Back in 1997 Gregory Bresiger penned a piece for the Free Market tearing apart the notion of "socially responsible investing" (SRI). Managers focused on social issues instead of profits will perform poorly as resources are diverted to unproductive uses. Bresiger looked to close the argument with this seemingly absurd proposition:
But SRI funds do point the way to solving a myriad of political debates in this country. Whenever a politician suggests a new tax, mandate, or regulation on business, let's first try it out on one of these "Socially Responsible" companies, purely on a voluntary basis. Let it pay higher taxes, insurance premiums, and wages, while adopting ever more rigid quotas and union rules. Then we can watch what happens to its stock price relative to everyone else's. Any takers?

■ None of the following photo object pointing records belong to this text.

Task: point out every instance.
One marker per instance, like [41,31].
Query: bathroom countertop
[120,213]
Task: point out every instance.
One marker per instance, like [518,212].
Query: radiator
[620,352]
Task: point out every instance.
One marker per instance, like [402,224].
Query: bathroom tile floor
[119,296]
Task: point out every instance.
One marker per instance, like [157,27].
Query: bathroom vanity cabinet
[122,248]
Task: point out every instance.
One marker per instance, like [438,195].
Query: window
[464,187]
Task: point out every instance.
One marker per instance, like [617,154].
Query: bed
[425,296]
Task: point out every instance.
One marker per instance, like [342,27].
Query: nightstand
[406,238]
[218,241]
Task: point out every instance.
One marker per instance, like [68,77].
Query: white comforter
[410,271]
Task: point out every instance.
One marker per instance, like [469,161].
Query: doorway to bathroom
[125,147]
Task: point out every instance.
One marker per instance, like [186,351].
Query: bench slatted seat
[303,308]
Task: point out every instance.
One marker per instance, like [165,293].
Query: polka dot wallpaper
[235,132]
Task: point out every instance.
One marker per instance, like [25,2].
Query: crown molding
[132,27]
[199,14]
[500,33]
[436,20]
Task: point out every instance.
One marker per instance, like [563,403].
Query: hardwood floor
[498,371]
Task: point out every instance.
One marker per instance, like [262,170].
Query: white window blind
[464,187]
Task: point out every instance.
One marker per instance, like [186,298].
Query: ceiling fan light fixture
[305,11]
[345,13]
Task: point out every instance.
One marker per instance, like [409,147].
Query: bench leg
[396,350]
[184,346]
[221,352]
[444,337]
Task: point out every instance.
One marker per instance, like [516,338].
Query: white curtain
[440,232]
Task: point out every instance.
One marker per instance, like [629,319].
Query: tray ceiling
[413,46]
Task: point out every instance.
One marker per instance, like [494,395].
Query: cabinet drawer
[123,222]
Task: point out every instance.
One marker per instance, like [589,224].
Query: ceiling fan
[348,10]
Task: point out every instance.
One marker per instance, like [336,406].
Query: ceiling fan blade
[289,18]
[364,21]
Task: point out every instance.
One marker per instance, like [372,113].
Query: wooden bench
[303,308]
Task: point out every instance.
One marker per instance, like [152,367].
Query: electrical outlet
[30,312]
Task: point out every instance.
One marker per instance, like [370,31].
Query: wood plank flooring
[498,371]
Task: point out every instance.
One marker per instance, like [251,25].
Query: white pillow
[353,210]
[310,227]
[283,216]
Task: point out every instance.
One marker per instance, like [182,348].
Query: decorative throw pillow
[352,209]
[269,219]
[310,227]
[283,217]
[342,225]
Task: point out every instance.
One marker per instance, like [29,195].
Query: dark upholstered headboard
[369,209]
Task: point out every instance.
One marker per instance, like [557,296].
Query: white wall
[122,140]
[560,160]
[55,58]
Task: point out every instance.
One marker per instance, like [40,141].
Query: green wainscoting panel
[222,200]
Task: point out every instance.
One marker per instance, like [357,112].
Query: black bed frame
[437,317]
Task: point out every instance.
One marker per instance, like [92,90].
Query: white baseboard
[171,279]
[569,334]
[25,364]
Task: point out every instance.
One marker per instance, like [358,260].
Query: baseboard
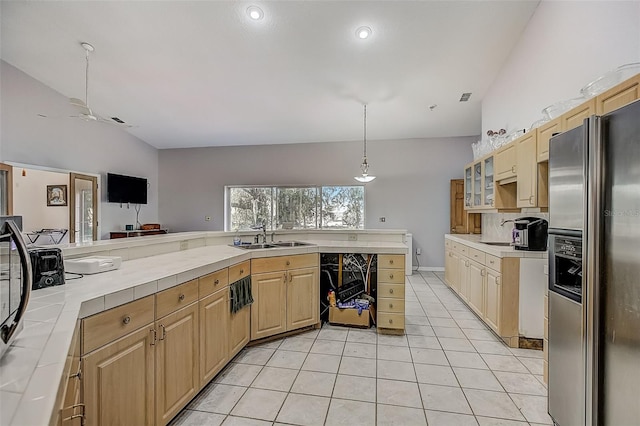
[430,269]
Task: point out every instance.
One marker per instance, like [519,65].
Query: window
[294,207]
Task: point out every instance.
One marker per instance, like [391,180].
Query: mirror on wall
[57,206]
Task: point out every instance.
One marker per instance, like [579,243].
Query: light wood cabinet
[544,133]
[239,330]
[618,96]
[119,381]
[476,285]
[505,163]
[214,334]
[526,164]
[177,360]
[575,116]
[268,311]
[285,292]
[489,285]
[493,300]
[303,294]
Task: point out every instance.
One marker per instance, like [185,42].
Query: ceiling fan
[84,111]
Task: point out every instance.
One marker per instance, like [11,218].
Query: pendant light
[365,166]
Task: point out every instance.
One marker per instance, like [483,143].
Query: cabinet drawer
[283,263]
[393,276]
[387,320]
[493,262]
[171,300]
[239,271]
[386,304]
[213,282]
[477,255]
[391,261]
[105,327]
[391,290]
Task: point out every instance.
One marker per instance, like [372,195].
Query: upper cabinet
[575,116]
[618,96]
[544,133]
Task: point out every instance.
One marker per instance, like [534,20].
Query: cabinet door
[303,293]
[574,117]
[268,311]
[544,133]
[119,381]
[618,96]
[505,162]
[214,334]
[476,287]
[493,300]
[463,277]
[239,330]
[527,170]
[177,356]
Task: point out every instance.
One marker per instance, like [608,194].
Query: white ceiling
[201,73]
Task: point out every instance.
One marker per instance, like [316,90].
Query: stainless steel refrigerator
[594,271]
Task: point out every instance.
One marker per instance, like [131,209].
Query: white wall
[30,199]
[566,45]
[411,190]
[71,144]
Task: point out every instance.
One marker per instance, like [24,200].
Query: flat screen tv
[126,189]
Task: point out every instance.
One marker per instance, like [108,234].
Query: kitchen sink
[255,246]
[290,244]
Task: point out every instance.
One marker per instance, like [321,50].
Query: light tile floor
[448,370]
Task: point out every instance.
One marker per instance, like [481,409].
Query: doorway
[83,208]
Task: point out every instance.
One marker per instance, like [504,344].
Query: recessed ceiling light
[255,13]
[363,32]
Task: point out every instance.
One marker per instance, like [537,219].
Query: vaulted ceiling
[202,73]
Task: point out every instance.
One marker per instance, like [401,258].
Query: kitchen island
[31,372]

More than a decade later there are takers. The Wall Street Journal reports that in seven states companies can register as benefit corporations, allowing the firms to pursue social and environmental goals without the worry of shareholders suing them for not maximizing shareholder value.
These corporate charters aren't tax exempt or nonprofit. Companies choosing to be benefit corporations pay Uncle Sam like any other for-profit company, but have the prerogative to make profits an afterthought.
Casey Sheahan, chief executive of outdoor-apparel company Patagonia Inc., changed his company's charter right away, believing that his company's shareholder value should take a backseat to the common good.
Jeff Furman, a Ben & Jerry's director since the 1980s and its current chairman, told the WSJ that had the socially conscious ice-cream maker been a benefit corporation back in 2000, they would have never sold out to Unilever PLC.
Ben Cohen and Jerry Greenfield are the stuff of legend for turning an initial $12,000 investment in an ice-cream store, located in a renovated gas station, into an ice-cream juggernaut the two sold 22 years later for over $300 million.